Ramadan was not such a shock this year; we knew it was coming, stocked our freezer with bread for lunches, were already prepared for its rhythms and changes. We have not spent our mornings wandering around Agdal waiting for bookshops to open, nor our evenings walking miles because no taxi would stop for us, getting lost in alleyways on the way home. Having a car makes a huge difference, but knowing what to expect even more.

Aside: yes, of course Mauritania celebrates Ramadan as well. But it is different here, and last year we were unprepared for those differences.

Last September, as a newcomer, I was disturbed at not being able to find tinned tomatoes. Great was my joy (don’t mock me; I cook supper most nights and I use tinned tomatoes in a LOT of different dishes) when I found some. I’ve bought them unthinking, casually, all year. But now, early September, suddenly they are nonexistent again. I don’t panic. I know that soon, I’ll start seeing them again. In the meantime, when I found a few cans at LaBel Vie the other day, I bought them all.

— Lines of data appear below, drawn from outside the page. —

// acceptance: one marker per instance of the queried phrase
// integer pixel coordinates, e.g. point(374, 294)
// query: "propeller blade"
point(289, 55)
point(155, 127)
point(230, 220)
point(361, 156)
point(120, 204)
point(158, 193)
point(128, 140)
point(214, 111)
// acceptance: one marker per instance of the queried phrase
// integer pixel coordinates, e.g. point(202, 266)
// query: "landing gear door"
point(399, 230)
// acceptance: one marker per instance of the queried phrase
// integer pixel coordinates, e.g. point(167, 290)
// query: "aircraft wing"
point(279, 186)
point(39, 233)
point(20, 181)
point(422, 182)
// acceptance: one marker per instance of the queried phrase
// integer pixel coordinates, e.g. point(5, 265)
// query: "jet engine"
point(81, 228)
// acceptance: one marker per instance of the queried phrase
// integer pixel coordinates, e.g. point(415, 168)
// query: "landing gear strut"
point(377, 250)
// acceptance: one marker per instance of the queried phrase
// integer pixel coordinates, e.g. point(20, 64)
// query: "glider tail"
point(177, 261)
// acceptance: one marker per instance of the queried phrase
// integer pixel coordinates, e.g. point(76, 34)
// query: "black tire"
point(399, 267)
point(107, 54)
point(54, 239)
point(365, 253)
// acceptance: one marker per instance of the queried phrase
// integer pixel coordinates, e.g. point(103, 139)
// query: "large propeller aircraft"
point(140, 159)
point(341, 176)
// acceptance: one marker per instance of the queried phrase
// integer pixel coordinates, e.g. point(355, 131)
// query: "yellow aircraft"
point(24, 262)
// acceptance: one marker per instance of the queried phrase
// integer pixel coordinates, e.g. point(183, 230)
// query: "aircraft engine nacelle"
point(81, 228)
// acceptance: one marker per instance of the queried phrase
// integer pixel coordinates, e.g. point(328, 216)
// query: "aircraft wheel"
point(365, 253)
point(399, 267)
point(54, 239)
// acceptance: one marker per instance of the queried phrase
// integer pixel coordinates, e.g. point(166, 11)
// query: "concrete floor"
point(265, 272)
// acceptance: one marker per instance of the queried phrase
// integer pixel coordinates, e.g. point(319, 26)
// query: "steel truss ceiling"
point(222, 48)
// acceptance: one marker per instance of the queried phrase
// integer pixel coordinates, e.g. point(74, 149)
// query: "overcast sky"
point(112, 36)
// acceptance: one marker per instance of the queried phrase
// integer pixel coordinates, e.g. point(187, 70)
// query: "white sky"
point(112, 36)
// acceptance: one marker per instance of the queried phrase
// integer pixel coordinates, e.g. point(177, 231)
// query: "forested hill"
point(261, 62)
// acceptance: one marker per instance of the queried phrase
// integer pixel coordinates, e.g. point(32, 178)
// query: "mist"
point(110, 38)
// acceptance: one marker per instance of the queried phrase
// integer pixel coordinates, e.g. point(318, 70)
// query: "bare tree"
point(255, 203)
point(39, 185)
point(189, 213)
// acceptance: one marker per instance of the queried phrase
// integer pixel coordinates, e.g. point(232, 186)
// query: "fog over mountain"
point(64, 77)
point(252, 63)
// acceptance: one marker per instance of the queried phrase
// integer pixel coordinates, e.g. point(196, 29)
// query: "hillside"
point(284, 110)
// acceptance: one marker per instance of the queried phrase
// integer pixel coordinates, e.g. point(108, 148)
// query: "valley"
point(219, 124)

Yesterday, a friend came over, and we sat on our balcony in our wooden Senegalese chairs and talked and talked. It was muggy and overcast, and she told me it was supposed to rain. It won’t, I told her. It’s too early. Last year it started raining in late September, and everyone told me it wasn’t normal to have rain before November. But of course I was wrong. When it started to sprinkle, I thought of my clean dry clothes hanging on the line, and decided to leave them. I was sure it was soon be hot again, and I’d let them dry and then get them. Wrong! It poured for the rest of the afternoon. The children arrived home dripping. Last night, after the mosque, the streams of people going up the street were hurrying, hoods and umbrellas up, holding newspapers or plastic bags over their heads for protection. The drummer didn’t make his rounds.

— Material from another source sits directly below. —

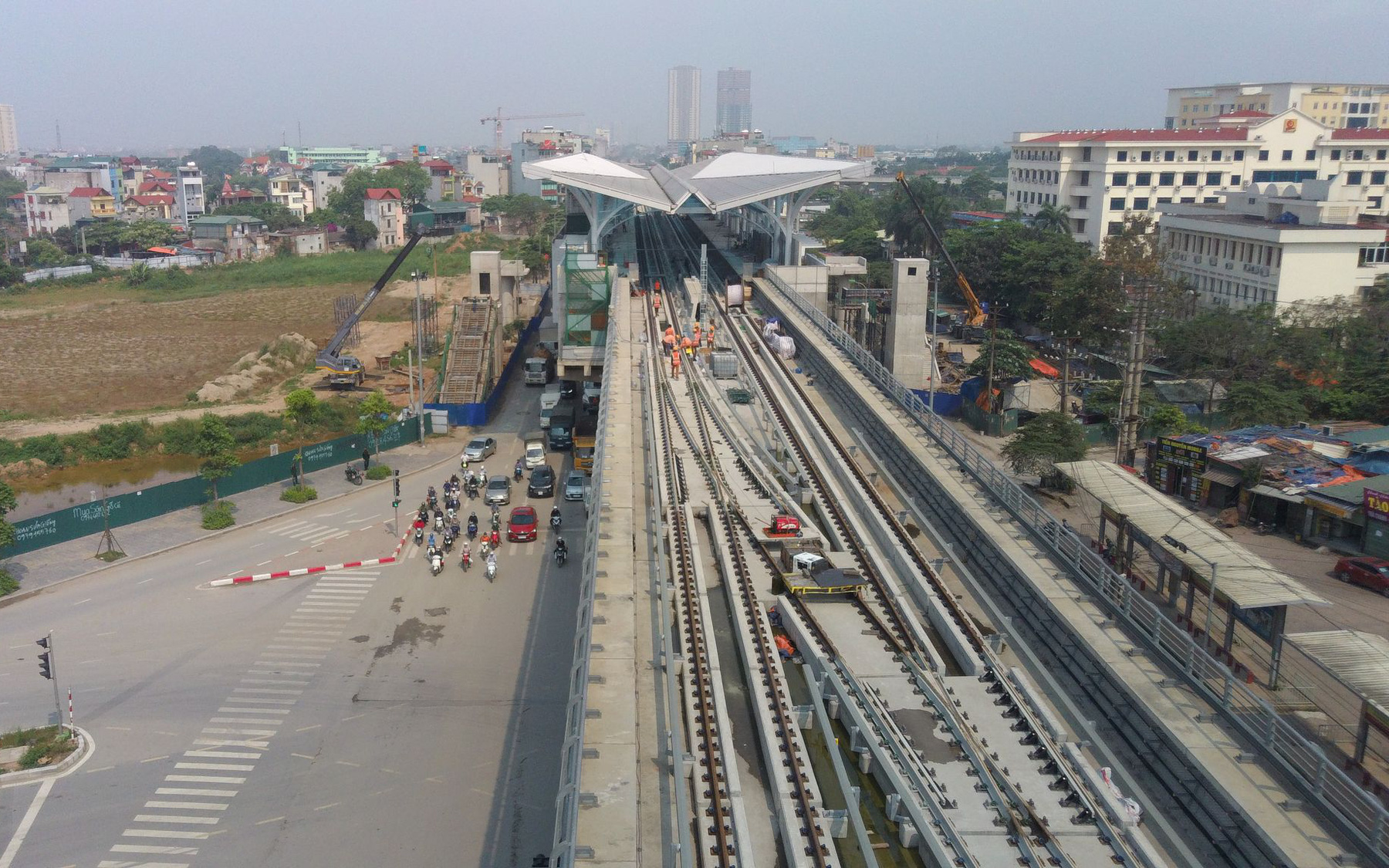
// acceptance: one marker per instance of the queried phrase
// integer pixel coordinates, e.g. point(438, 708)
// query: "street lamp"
point(1210, 604)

Last year, everyone said it was the wettest winter in 30 years, the end of an extended drought. This summer the fruit was cheap and plentiful, but I have no way of knowing if this was unusual or not, if Morocco was greener than usual. Only now can I have a basis of comparison.

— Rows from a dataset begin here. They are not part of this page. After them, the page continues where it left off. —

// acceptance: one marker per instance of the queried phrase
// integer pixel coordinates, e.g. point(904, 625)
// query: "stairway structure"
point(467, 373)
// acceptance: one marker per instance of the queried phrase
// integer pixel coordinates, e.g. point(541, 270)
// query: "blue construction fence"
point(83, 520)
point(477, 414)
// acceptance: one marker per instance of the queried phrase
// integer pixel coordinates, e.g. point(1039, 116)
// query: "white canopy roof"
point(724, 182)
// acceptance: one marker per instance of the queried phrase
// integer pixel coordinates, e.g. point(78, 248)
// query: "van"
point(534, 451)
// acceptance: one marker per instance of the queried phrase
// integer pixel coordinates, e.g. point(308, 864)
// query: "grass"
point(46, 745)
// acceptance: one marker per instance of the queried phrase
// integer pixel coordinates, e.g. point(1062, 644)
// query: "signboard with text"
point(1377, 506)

September rain. The lightning flickers rapidly. Last year I compared it to a mischievous child with his hand on a light switch, and that comparison sprang to mind last night. The boys and I stood on the balcony, breathing in gulps of fresh air, watching the glint of rain in the streetlight’s orange glow and the movement of leaves in the trees. Today there was another shower and now it’s back to hot and humid again, with the occasional sudden breath of cool air like a gift. The sky is blue. I find, looking back over my archives from last September, that the sky was deep blue then as well. Friday lunchtime, and the imam is chanting, his voice going up and down melodically. The wind bangs our open windows and doors.